The water doesn’t puddle or run off, but flows strait down around the roots. I used to make motes around my plants to keep the water from running off. I still do but I have to move the watering can around the plant to get all the soil wet. It’s a tribute to consistent mulching because my soil does’nt get rototilled. It’s red clay soil that has been aerated by the earthworms consuming the mulch.
The single most effective gardening technique is to mulch. Often. Don’t let your dirt see sunlight. Thin layers, many times a year, keep the earthworms close go the surface. Thick layers will kill weeds, but the soil needs air, so wet leaves that lay like shingles are best used in the pathways.

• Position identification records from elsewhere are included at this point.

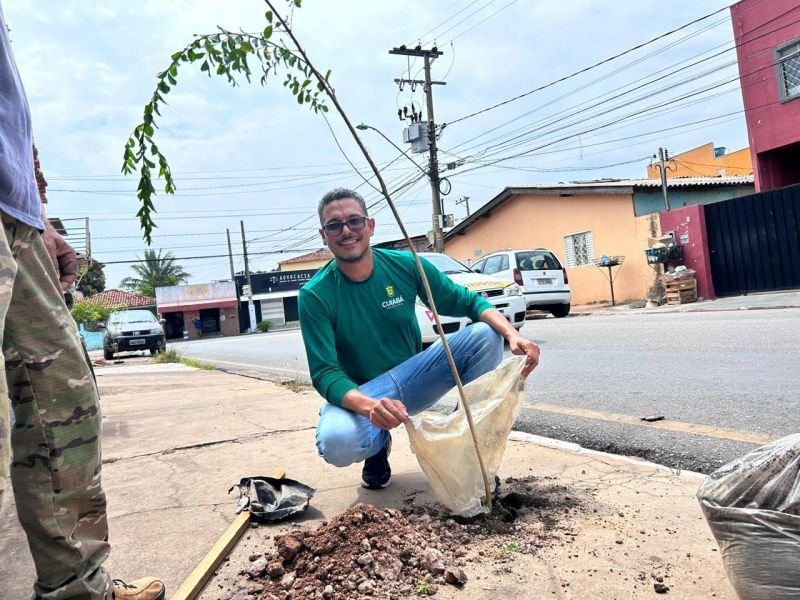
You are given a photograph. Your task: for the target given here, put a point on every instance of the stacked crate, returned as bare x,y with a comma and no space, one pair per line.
681,291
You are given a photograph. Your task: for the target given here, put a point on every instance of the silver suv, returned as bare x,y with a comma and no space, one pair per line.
130,330
538,272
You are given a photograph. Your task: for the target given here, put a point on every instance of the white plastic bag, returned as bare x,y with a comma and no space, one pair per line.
443,444
752,506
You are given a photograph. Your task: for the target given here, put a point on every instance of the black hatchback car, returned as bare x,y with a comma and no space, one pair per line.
131,330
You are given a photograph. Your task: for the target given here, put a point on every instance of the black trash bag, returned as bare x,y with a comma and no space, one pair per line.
274,499
752,506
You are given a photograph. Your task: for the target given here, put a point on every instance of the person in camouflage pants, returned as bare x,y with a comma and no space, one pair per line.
55,464
52,452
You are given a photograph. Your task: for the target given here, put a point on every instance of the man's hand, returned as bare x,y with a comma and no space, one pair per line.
384,412
387,413
522,346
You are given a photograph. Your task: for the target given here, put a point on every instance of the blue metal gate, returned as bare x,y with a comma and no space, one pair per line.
754,242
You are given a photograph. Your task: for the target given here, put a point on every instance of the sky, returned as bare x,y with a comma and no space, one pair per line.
252,154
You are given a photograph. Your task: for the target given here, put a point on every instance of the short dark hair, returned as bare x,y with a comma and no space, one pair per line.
341,194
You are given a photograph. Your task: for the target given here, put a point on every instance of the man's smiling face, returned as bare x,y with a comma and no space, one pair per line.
348,245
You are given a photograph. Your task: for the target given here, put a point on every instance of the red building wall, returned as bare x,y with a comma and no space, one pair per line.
689,225
773,126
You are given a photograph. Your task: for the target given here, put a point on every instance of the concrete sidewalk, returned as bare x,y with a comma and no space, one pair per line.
759,301
175,441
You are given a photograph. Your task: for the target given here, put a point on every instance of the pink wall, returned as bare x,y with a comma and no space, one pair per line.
689,226
759,27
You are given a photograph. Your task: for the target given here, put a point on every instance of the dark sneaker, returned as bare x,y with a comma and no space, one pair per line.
148,588
377,473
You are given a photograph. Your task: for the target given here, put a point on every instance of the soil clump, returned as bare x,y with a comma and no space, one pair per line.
369,552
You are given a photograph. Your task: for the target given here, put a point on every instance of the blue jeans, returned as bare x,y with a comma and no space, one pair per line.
344,437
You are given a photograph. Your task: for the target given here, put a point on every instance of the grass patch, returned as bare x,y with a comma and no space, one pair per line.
173,356
197,364
293,385
509,548
167,356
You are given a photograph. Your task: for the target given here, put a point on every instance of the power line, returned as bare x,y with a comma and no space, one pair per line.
499,10
451,17
654,75
589,68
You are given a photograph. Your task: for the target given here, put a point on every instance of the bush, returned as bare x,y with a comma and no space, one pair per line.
89,314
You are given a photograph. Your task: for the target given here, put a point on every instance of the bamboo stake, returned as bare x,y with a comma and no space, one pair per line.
385,191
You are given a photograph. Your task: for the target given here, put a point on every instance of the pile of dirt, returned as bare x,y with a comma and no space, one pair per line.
367,552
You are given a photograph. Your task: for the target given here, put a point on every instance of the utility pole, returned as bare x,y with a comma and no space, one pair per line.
663,157
230,254
251,309
433,162
464,200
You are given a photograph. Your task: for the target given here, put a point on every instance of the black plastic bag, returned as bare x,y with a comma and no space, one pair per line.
274,499
752,506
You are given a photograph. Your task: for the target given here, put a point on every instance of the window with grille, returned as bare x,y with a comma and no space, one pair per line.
579,249
787,60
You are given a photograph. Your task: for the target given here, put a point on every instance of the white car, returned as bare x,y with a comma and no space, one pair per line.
538,272
505,296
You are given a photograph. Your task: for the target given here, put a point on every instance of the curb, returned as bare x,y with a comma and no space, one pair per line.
572,448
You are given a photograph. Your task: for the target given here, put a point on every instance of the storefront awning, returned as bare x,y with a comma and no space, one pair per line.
198,305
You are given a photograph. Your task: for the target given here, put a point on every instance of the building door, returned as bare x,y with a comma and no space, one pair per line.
209,319
174,326
754,242
290,311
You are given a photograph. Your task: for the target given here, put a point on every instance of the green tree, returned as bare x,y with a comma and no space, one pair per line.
155,271
92,279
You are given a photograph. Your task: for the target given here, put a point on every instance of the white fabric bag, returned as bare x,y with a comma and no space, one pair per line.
443,444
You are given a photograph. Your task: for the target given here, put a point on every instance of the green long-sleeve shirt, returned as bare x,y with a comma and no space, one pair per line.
355,331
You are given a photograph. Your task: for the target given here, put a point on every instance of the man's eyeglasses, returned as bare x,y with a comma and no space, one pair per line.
353,224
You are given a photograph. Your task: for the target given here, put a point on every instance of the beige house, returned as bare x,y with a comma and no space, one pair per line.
579,222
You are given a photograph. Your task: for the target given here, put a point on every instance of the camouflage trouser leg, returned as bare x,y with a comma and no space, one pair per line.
55,440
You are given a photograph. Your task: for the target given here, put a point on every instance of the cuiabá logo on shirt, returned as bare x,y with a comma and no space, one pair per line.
393,300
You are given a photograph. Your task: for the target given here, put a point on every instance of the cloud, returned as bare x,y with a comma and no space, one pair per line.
90,67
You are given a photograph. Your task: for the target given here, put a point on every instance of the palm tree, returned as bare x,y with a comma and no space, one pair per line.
155,271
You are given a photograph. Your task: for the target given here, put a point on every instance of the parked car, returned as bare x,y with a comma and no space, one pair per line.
538,272
130,330
505,296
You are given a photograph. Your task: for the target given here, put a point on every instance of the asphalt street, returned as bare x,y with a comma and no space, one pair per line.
724,382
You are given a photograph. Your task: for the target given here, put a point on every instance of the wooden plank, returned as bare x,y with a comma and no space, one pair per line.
194,584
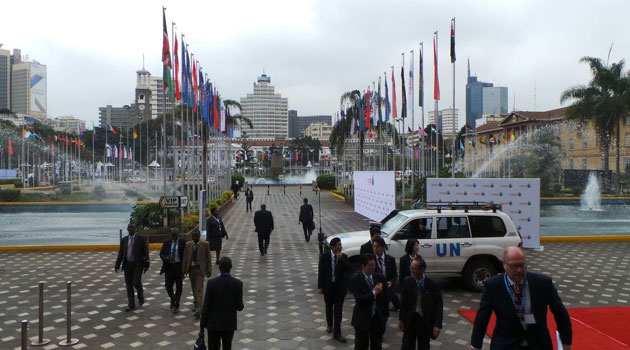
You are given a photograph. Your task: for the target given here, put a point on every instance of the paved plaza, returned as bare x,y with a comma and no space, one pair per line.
282,307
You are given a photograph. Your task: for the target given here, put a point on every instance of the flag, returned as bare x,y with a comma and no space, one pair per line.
453,40
421,80
403,97
178,96
166,60
436,80
394,94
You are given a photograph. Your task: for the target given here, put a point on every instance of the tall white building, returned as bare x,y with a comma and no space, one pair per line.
268,111
449,121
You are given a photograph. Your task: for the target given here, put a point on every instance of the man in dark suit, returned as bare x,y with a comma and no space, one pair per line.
134,256
421,308
172,255
306,219
386,266
263,220
249,197
367,247
370,314
520,300
224,297
332,274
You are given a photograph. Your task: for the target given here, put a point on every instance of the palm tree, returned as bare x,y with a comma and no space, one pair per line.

I also picked a handful of asparagus spears today, one of the best parts of a spring garden. Plant asparagus once, and harvest it for 20 years. If everything in the garden was as easy, we’d have nothing left to do except weeding. No one actually likes weeding but we do it to keep our veggies from having to compete with them for nutrients, water and sunlight.
The worst weeds to have are the invasive ones with massive root systems, like Creeping Jenny, or the ones that reseed themselves underground like Nut Sedge. I need to use a spade to remove Creeping Jenny because a hand weeder is too small and ineffective against the size of their root systems. It’s a daunting task to keep it out of the planting beds and I wouldn’t recommend planting it anywhere near your veggie garden. I work myself into a sweat just clearing a 1’x4′ strip, and I can’t use it for mulch anywhere because it will take root and spread.